After climbing some way, we found a gap in the rocks, which, although full of snow, afforded a sufficiently firm footing to enable us to get on without much difficulty. From thence, although the descent was not without danger, we succeeded in reaching a broad ledge free from snow. Here some bushes grew, of sufficient size to afford us fuel; and sheltered in the hollow of a rock, we passed the night in tolerable comfort.
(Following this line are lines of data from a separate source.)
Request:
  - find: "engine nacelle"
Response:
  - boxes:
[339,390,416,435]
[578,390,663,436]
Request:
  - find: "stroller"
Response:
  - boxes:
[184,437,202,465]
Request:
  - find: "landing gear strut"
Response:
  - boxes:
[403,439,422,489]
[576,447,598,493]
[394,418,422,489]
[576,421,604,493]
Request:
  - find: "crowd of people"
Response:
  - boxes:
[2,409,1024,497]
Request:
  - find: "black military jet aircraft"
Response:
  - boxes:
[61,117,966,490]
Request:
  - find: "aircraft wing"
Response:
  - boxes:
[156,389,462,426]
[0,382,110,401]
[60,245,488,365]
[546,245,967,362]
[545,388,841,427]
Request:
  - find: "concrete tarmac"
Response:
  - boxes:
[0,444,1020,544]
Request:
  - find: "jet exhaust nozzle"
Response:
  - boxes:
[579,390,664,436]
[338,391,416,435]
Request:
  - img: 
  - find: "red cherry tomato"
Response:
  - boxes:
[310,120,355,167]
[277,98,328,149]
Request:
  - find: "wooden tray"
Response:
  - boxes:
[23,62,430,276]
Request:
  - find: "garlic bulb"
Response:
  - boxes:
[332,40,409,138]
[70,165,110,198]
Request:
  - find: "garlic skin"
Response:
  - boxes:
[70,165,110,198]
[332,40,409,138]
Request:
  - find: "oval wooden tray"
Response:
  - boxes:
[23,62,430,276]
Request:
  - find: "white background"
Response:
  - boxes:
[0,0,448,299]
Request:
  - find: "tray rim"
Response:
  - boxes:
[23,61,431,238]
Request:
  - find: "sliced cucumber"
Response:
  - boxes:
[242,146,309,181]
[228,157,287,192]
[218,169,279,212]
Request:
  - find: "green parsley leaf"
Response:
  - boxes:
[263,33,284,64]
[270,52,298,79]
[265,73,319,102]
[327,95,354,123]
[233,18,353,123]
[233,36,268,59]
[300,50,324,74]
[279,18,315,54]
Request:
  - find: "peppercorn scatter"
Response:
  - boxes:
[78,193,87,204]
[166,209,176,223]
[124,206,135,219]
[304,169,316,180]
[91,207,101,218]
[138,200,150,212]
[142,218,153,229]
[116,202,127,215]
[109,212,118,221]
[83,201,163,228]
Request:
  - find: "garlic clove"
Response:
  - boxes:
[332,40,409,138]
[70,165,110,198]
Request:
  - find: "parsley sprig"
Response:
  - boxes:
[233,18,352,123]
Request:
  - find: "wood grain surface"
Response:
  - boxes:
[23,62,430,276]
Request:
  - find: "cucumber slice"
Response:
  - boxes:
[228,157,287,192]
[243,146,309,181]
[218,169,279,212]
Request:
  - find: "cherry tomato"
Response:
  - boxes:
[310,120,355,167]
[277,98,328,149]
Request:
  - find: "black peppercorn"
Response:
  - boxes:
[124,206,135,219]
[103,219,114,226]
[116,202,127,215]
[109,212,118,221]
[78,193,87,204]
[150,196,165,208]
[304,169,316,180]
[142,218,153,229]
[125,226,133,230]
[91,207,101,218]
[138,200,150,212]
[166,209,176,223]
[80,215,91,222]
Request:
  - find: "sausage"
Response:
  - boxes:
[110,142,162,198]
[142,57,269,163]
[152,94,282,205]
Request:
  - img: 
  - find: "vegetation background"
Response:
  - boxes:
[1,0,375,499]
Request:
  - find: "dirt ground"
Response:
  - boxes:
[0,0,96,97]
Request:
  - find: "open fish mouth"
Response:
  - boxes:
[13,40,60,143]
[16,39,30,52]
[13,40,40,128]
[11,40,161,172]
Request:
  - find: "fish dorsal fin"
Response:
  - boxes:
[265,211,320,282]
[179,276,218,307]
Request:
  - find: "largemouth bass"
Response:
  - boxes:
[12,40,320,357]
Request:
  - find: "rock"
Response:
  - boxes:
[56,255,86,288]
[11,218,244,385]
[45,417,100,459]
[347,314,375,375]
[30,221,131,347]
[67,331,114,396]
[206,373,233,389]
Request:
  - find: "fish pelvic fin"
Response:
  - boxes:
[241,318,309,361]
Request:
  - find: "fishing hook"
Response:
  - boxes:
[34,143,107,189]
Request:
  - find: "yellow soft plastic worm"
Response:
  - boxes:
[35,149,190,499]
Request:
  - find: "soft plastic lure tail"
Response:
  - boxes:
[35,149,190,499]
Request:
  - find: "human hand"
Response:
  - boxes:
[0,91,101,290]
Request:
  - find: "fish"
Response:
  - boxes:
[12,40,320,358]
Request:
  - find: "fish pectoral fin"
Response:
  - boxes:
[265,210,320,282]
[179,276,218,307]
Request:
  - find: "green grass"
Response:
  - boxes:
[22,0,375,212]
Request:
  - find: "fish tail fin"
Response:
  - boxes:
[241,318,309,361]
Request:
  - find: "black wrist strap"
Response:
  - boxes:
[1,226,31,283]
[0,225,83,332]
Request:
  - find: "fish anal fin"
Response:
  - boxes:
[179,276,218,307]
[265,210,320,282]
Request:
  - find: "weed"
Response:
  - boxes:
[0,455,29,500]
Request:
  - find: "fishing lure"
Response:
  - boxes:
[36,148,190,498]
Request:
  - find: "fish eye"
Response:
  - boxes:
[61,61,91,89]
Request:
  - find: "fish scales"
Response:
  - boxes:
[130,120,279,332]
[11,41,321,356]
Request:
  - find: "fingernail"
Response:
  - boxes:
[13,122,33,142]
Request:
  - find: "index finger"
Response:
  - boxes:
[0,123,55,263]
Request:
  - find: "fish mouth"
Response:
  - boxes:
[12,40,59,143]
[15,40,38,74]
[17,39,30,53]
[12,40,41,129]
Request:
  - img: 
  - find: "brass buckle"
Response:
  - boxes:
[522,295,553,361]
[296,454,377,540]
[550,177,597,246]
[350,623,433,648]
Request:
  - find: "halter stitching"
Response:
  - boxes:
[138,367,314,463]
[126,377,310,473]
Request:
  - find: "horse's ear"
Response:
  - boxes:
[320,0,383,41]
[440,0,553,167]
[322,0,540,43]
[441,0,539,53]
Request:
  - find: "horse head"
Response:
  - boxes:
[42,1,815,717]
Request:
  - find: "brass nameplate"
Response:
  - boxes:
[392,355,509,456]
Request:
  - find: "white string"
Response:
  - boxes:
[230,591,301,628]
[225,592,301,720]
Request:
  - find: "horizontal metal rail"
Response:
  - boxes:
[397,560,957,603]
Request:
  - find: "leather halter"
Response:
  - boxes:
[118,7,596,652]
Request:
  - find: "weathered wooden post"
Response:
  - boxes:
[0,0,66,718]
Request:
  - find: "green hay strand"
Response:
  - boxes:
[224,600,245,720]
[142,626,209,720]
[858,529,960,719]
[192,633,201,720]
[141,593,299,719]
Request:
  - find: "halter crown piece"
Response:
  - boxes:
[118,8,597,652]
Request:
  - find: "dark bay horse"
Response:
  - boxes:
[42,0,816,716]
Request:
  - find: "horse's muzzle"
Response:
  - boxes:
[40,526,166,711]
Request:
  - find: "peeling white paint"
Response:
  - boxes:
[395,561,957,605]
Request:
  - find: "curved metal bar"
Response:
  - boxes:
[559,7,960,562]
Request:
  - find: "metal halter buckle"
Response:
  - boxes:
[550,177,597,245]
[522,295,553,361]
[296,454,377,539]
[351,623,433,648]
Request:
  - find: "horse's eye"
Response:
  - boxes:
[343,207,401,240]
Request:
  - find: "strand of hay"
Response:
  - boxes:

On the return of day we recommenced our search for a practicable way down the mountain; and happily finding it, we at length reached one of the lower heights of the wide valley I have mentioned. I call it a valley, but it was rather a large basin, surrounded, as far as the eye could reach, by lofty mountains.

"Now we are here, how are we ever to get out again?" I asked Manley.

"Where those rivers find an outlet, so probably shall we," he answered. "There can be no doubt that two or perhaps more cañons lead into this basin,—some to the north and east, so far as I can judge, and others to the west,—and by them, without having any ascent to climb, we shall probably be able to make our way in the direction we wish to go."

Having the day before us, we proceeded westward across the basin. We soon found, however, that it was anything but level. Large hills, many of which might have been dignified by the title of mountains, rose up in various directions. One object, however, engaged our attention in the far distance: it was a beautiful sheet of water, blue as the sky overhead—like a jewel in a setting of green.

Nowhere could we see any Indian wigwams, but here and there we observed what appeared like smoke rising above the trees.